Every year, the Property Appraiser’s office sends the Miami-Dade County School Board a bill for its services hearing tax appeals. Every year, the school board has paid the invoice to the tune of about $1.5 million annually.
But not this year. The superintendent and school board have decided not to pay the latest bill after an audit uncovered a state law that appears to specifically prohibit the property appraiser from charging the school district.
Taking it a step further, board members at a meeting on Wednesday also asked district lawyers to determine whether they can go after the millions paid since the law went into place about 40 years ago.
About $7.5 million was paid between 2008 and 2012 alone, according to the district.
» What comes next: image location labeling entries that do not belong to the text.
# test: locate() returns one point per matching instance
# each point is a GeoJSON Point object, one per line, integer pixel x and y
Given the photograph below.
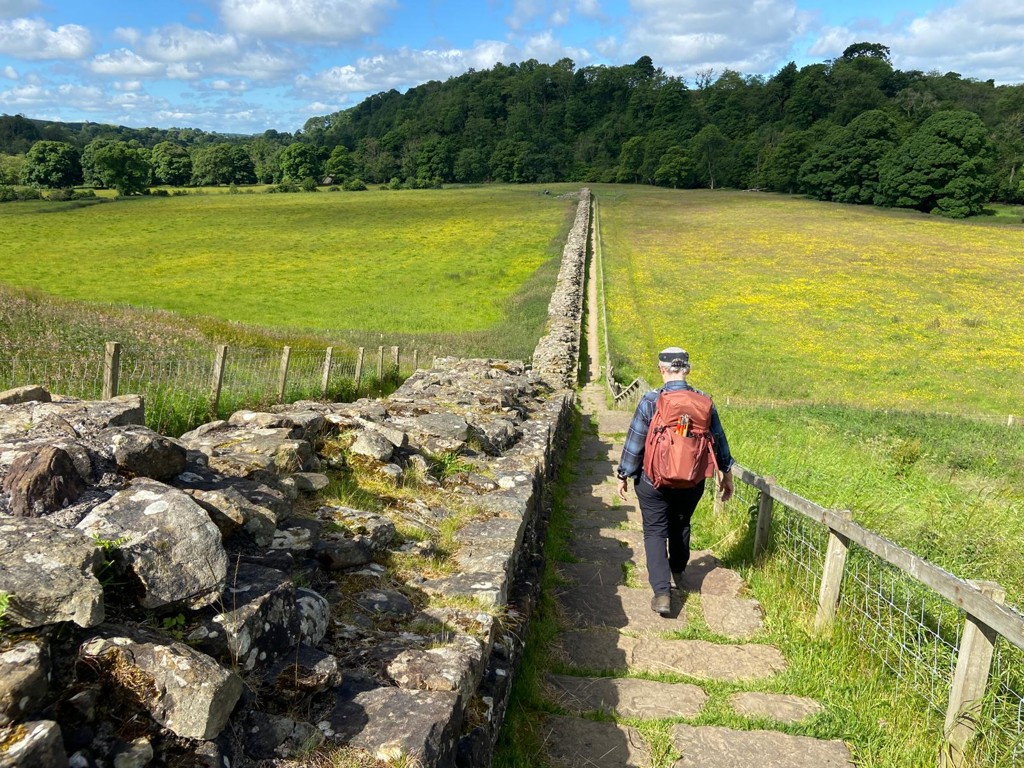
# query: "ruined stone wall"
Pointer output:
{"type": "Point", "coordinates": [196, 602]}
{"type": "Point", "coordinates": [557, 353]}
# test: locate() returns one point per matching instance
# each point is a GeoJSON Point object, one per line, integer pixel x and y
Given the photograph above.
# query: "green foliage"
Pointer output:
{"type": "Point", "coordinates": [943, 167]}
{"type": "Point", "coordinates": [52, 165]}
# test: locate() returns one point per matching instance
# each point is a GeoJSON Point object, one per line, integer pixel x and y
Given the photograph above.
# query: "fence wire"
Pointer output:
{"type": "Point", "coordinates": [914, 632]}
{"type": "Point", "coordinates": [177, 387]}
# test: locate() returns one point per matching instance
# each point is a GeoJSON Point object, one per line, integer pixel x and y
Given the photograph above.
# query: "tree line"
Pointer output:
{"type": "Point", "coordinates": [852, 129]}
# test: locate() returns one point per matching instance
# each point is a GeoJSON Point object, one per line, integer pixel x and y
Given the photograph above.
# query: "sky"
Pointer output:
{"type": "Point", "coordinates": [249, 66]}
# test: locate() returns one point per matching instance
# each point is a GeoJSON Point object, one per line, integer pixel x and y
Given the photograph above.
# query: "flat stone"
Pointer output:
{"type": "Point", "coordinates": [617, 607]}
{"type": "Point", "coordinates": [49, 573]}
{"type": "Point", "coordinates": [706, 574]}
{"type": "Point", "coordinates": [629, 697]}
{"type": "Point", "coordinates": [571, 742]}
{"type": "Point", "coordinates": [591, 573]}
{"type": "Point", "coordinates": [778, 707]}
{"type": "Point", "coordinates": [714, 747]}
{"type": "Point", "coordinates": [706, 660]}
{"type": "Point", "coordinates": [392, 723]}
{"type": "Point", "coordinates": [736, 617]}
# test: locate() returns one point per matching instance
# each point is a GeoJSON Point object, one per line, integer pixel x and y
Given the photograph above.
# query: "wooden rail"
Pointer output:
{"type": "Point", "coordinates": [985, 615]}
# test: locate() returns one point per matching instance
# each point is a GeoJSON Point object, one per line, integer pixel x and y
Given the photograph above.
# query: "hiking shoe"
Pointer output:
{"type": "Point", "coordinates": [662, 604]}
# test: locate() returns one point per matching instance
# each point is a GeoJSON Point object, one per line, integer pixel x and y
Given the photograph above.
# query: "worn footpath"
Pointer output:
{"type": "Point", "coordinates": [617, 649]}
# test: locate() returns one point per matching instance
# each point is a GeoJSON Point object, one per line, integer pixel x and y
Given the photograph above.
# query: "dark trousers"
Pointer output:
{"type": "Point", "coordinates": [667, 514]}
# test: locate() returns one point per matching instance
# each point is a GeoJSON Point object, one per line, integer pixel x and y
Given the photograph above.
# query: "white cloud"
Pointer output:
{"type": "Point", "coordinates": [683, 36]}
{"type": "Point", "coordinates": [977, 38]}
{"type": "Point", "coordinates": [403, 69]}
{"type": "Point", "coordinates": [309, 20]}
{"type": "Point", "coordinates": [124, 62]}
{"type": "Point", "coordinates": [11, 8]}
{"type": "Point", "coordinates": [177, 44]}
{"type": "Point", "coordinates": [33, 39]}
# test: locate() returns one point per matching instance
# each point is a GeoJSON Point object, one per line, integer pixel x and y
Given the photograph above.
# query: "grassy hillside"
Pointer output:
{"type": "Point", "coordinates": [867, 359]}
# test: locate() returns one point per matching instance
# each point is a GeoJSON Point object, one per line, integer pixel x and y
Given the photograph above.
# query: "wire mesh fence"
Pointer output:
{"type": "Point", "coordinates": [914, 632]}
{"type": "Point", "coordinates": [181, 390]}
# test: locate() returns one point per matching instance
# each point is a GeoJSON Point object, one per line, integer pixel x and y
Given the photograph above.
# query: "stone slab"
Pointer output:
{"type": "Point", "coordinates": [713, 747]}
{"type": "Point", "coordinates": [617, 607]}
{"type": "Point", "coordinates": [736, 617]}
{"type": "Point", "coordinates": [706, 660]}
{"type": "Point", "coordinates": [784, 709]}
{"type": "Point", "coordinates": [571, 742]}
{"type": "Point", "coordinates": [628, 697]}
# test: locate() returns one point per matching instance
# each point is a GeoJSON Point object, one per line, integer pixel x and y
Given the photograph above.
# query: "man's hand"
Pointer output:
{"type": "Point", "coordinates": [725, 485]}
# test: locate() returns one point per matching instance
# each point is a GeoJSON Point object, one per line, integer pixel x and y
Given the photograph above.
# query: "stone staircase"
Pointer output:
{"type": "Point", "coordinates": [610, 641]}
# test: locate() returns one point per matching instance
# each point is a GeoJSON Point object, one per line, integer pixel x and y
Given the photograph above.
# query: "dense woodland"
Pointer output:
{"type": "Point", "coordinates": [852, 129]}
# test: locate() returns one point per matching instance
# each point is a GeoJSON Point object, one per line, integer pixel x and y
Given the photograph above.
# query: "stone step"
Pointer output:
{"type": "Point", "coordinates": [713, 747]}
{"type": "Point", "coordinates": [607, 650]}
{"type": "Point", "coordinates": [628, 697]}
{"type": "Point", "coordinates": [572, 742]}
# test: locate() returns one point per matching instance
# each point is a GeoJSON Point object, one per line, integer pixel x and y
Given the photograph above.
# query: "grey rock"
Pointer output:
{"type": "Point", "coordinates": [28, 393]}
{"type": "Point", "coordinates": [335, 552]}
{"type": "Point", "coordinates": [33, 744]}
{"type": "Point", "coordinates": [172, 548]}
{"type": "Point", "coordinates": [49, 573]}
{"type": "Point", "coordinates": [182, 689]}
{"type": "Point", "coordinates": [384, 602]}
{"type": "Point", "coordinates": [373, 444]}
{"type": "Point", "coordinates": [304, 671]}
{"type": "Point", "coordinates": [571, 742]}
{"type": "Point", "coordinates": [25, 670]}
{"type": "Point", "coordinates": [393, 723]}
{"type": "Point", "coordinates": [313, 614]}
{"type": "Point", "coordinates": [138, 754]}
{"type": "Point", "coordinates": [142, 453]}
{"type": "Point", "coordinates": [42, 481]}
{"type": "Point", "coordinates": [714, 747]}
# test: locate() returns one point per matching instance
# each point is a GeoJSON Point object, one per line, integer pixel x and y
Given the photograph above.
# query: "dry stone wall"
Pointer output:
{"type": "Point", "coordinates": [196, 602]}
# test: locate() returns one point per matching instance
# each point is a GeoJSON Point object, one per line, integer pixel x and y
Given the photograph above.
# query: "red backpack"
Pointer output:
{"type": "Point", "coordinates": [679, 451]}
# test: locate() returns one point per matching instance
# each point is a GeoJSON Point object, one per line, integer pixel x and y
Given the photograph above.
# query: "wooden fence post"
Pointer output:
{"type": "Point", "coordinates": [286, 357]}
{"type": "Point", "coordinates": [219, 361]}
{"type": "Point", "coordinates": [763, 530]}
{"type": "Point", "coordinates": [832, 577]}
{"type": "Point", "coordinates": [968, 689]}
{"type": "Point", "coordinates": [358, 370]}
{"type": "Point", "coordinates": [326, 381]}
{"type": "Point", "coordinates": [112, 369]}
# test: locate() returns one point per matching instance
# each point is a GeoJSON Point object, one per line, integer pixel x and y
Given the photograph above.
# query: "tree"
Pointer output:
{"type": "Point", "coordinates": [118, 165]}
{"type": "Point", "coordinates": [171, 164]}
{"type": "Point", "coordinates": [707, 148]}
{"type": "Point", "coordinates": [53, 165]}
{"type": "Point", "coordinates": [299, 162]}
{"type": "Point", "coordinates": [943, 167]}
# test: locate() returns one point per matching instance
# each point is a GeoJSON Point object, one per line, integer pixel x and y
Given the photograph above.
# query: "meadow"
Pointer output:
{"type": "Point", "coordinates": [867, 359]}
{"type": "Point", "coordinates": [385, 263]}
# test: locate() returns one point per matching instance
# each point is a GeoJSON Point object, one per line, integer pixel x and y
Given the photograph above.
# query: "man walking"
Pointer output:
{"type": "Point", "coordinates": [667, 511]}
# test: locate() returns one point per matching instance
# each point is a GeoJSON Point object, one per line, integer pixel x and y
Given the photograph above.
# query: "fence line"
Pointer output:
{"type": "Point", "coordinates": [951, 641]}
{"type": "Point", "coordinates": [183, 389]}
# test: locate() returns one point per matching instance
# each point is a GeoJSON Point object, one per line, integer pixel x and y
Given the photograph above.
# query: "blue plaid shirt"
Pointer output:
{"type": "Point", "coordinates": [631, 463]}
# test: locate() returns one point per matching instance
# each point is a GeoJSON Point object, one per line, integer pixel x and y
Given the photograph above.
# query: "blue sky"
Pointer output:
{"type": "Point", "coordinates": [247, 66]}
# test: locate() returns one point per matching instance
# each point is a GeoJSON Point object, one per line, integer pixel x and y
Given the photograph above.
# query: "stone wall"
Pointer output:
{"type": "Point", "coordinates": [557, 354]}
{"type": "Point", "coordinates": [196, 602]}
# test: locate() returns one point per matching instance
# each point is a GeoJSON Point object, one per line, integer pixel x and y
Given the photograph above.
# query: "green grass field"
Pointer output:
{"type": "Point", "coordinates": [867, 359]}
{"type": "Point", "coordinates": [440, 262]}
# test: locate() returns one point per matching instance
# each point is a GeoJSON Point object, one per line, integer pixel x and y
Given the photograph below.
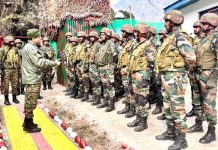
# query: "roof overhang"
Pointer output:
{"type": "Point", "coordinates": [179, 5]}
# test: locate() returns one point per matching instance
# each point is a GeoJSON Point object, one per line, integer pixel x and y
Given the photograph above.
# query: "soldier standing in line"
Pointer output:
{"type": "Point", "coordinates": [196, 98]}
{"type": "Point", "coordinates": [20, 88]}
{"type": "Point", "coordinates": [176, 57]}
{"type": "Point", "coordinates": [9, 62]}
{"type": "Point", "coordinates": [207, 64]}
{"type": "Point", "coordinates": [48, 53]}
{"type": "Point", "coordinates": [141, 67]}
{"type": "Point", "coordinates": [106, 59]}
{"type": "Point", "coordinates": [33, 63]}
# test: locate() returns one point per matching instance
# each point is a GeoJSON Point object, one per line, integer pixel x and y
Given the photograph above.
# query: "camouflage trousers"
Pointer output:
{"type": "Point", "coordinates": [47, 75]}
{"type": "Point", "coordinates": [83, 78]}
{"type": "Point", "coordinates": [174, 86]}
{"type": "Point", "coordinates": [140, 87]}
{"type": "Point", "coordinates": [31, 97]}
{"type": "Point", "coordinates": [95, 79]}
{"type": "Point", "coordinates": [107, 79]}
{"type": "Point", "coordinates": [207, 82]}
{"type": "Point", "coordinates": [10, 75]}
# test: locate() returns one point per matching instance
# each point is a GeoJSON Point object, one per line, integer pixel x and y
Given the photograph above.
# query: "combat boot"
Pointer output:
{"type": "Point", "coordinates": [192, 112]}
{"type": "Point", "coordinates": [134, 123]}
{"type": "Point", "coordinates": [197, 127]}
{"type": "Point", "coordinates": [44, 86]}
{"type": "Point", "coordinates": [22, 91]}
{"type": "Point", "coordinates": [96, 101]}
{"type": "Point", "coordinates": [157, 110]}
{"type": "Point", "coordinates": [85, 97]}
{"type": "Point", "coordinates": [29, 126]}
{"type": "Point", "coordinates": [125, 110]}
{"type": "Point", "coordinates": [167, 135]}
{"type": "Point", "coordinates": [162, 117]}
{"type": "Point", "coordinates": [49, 86]}
{"type": "Point", "coordinates": [142, 125]}
{"type": "Point", "coordinates": [131, 112]}
{"type": "Point", "coordinates": [111, 106]}
{"type": "Point", "coordinates": [209, 137]}
{"type": "Point", "coordinates": [179, 143]}
{"type": "Point", "coordinates": [15, 99]}
{"type": "Point", "coordinates": [7, 102]}
{"type": "Point", "coordinates": [103, 104]}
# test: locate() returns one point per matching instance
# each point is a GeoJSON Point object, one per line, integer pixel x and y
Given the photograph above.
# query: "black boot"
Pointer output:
{"type": "Point", "coordinates": [162, 117]}
{"type": "Point", "coordinates": [7, 102]}
{"type": "Point", "coordinates": [103, 104]}
{"type": "Point", "coordinates": [18, 91]}
{"type": "Point", "coordinates": [15, 99]}
{"type": "Point", "coordinates": [96, 101]}
{"type": "Point", "coordinates": [29, 126]}
{"type": "Point", "coordinates": [131, 113]}
{"type": "Point", "coordinates": [134, 123]}
{"type": "Point", "coordinates": [191, 113]}
{"type": "Point", "coordinates": [44, 86]}
{"type": "Point", "coordinates": [157, 110]}
{"type": "Point", "coordinates": [209, 137]}
{"type": "Point", "coordinates": [85, 97]}
{"type": "Point", "coordinates": [179, 143]}
{"type": "Point", "coordinates": [111, 106]}
{"type": "Point", "coordinates": [142, 125]}
{"type": "Point", "coordinates": [125, 110]}
{"type": "Point", "coordinates": [167, 135]}
{"type": "Point", "coordinates": [25, 121]}
{"type": "Point", "coordinates": [197, 127]}
{"type": "Point", "coordinates": [22, 91]}
{"type": "Point", "coordinates": [49, 85]}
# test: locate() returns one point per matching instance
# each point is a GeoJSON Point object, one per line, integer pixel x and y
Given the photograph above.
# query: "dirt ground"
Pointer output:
{"type": "Point", "coordinates": [106, 131]}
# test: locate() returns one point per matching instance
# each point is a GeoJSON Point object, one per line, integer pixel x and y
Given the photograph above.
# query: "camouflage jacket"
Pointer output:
{"type": "Point", "coordinates": [33, 63]}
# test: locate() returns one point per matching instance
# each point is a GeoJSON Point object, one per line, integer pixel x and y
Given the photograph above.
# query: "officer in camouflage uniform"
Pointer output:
{"type": "Point", "coordinates": [106, 60]}
{"type": "Point", "coordinates": [71, 69]}
{"type": "Point", "coordinates": [93, 71]}
{"type": "Point", "coordinates": [20, 88]}
{"type": "Point", "coordinates": [176, 57]}
{"type": "Point", "coordinates": [196, 99]}
{"type": "Point", "coordinates": [64, 53]}
{"type": "Point", "coordinates": [207, 64]}
{"type": "Point", "coordinates": [159, 104]}
{"type": "Point", "coordinates": [141, 67]}
{"type": "Point", "coordinates": [48, 53]}
{"type": "Point", "coordinates": [123, 60]}
{"type": "Point", "coordinates": [9, 62]}
{"type": "Point", "coordinates": [81, 68]}
{"type": "Point", "coordinates": [32, 65]}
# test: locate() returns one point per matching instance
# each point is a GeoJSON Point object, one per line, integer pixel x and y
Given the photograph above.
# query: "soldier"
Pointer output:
{"type": "Point", "coordinates": [176, 57]}
{"type": "Point", "coordinates": [141, 66]}
{"type": "Point", "coordinates": [93, 71]}
{"type": "Point", "coordinates": [32, 64]}
{"type": "Point", "coordinates": [9, 62]}
{"type": "Point", "coordinates": [105, 61]}
{"type": "Point", "coordinates": [71, 69]}
{"type": "Point", "coordinates": [81, 69]}
{"type": "Point", "coordinates": [159, 97]}
{"type": "Point", "coordinates": [48, 53]}
{"type": "Point", "coordinates": [20, 88]}
{"type": "Point", "coordinates": [207, 56]}
{"type": "Point", "coordinates": [64, 53]}
{"type": "Point", "coordinates": [123, 61]}
{"type": "Point", "coordinates": [196, 100]}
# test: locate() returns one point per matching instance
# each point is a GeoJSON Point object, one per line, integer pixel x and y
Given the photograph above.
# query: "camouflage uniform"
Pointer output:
{"type": "Point", "coordinates": [207, 56]}
{"type": "Point", "coordinates": [10, 59]}
{"type": "Point", "coordinates": [175, 58]}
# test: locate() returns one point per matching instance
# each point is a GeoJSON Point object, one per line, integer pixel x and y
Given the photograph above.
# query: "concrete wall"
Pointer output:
{"type": "Point", "coordinates": [191, 12]}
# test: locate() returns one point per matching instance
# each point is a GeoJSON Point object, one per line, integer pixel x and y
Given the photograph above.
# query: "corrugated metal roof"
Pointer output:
{"type": "Point", "coordinates": [179, 5]}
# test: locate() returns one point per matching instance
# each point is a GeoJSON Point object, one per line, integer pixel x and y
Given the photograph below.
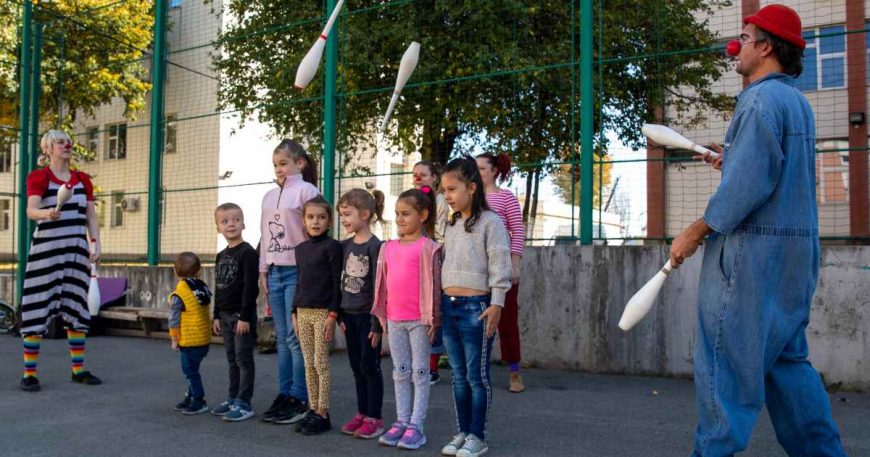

“This is something we should take as far back as we have to go, and to the highest level,” school board Vice Chair Larry Feldman said at an audit committee meeting on Thursday. “We have to make sure we have our money back.”
The issue was discovered by a school district audit of the Property Appraiser, prompted by the district’s frustration over the tax appeal process.
A black log of appeals means the school district doesn’t know how much money it will collect until well after its budget year starts. The delay also causes the school district to miss out on money from Tallahassee that’s supposed to cover the gap between initial tax projections and what actually comes in.
In the next budget year, the district is bracing for an almost $50 million funding gap because of the issue.
“Those funds don’t belong to us. They don’t belong to the county. They belong to kids and teachers,” said Superintendent Alberto Carvalho.
By state law, the Value Adjustment Board, which hears property tax appeals, is allowed to recoup 40 percent of its costs by billing the school district. The district will continue to pay that.
But the Property Appraiser has also been billing the district for its expenses in the tax appeal process, such as providing staff for hearings. The school district says state law prohibits that. State statute says the property appraiser’s services should be billed to county taxing authorities “except municipalities and the district school board.”
Among the other findings of the audit:
▪ Tax appeal hearings are “unnecessarily delayed” because of inefficient scheduling. The property appraiser counters partly that, because many appeals are filed by the same people, it’s impossible to maximize schedules because the person appealing can’t be in more than one meeting at a time.
▪ The difference between preliminary tax values put out by the property appraiser and the final values is substantially greater in Miami-Dade than other counties. The property appraiser counters that there are also more appeals filed in Miami-Dade, which is bound to result in more reductions.
▪ Some documentation for appeals was missing required information. The property appraiser counters it found all the information the school district asked for, and that some information is confidential under state law.
At a school board audit meeting Wednesday, Deputy Property appraiser Lazaro Solis said the office plans to “collaborate” with the school district.
“The office is committed to making sure we work through this problem together,” Solis said.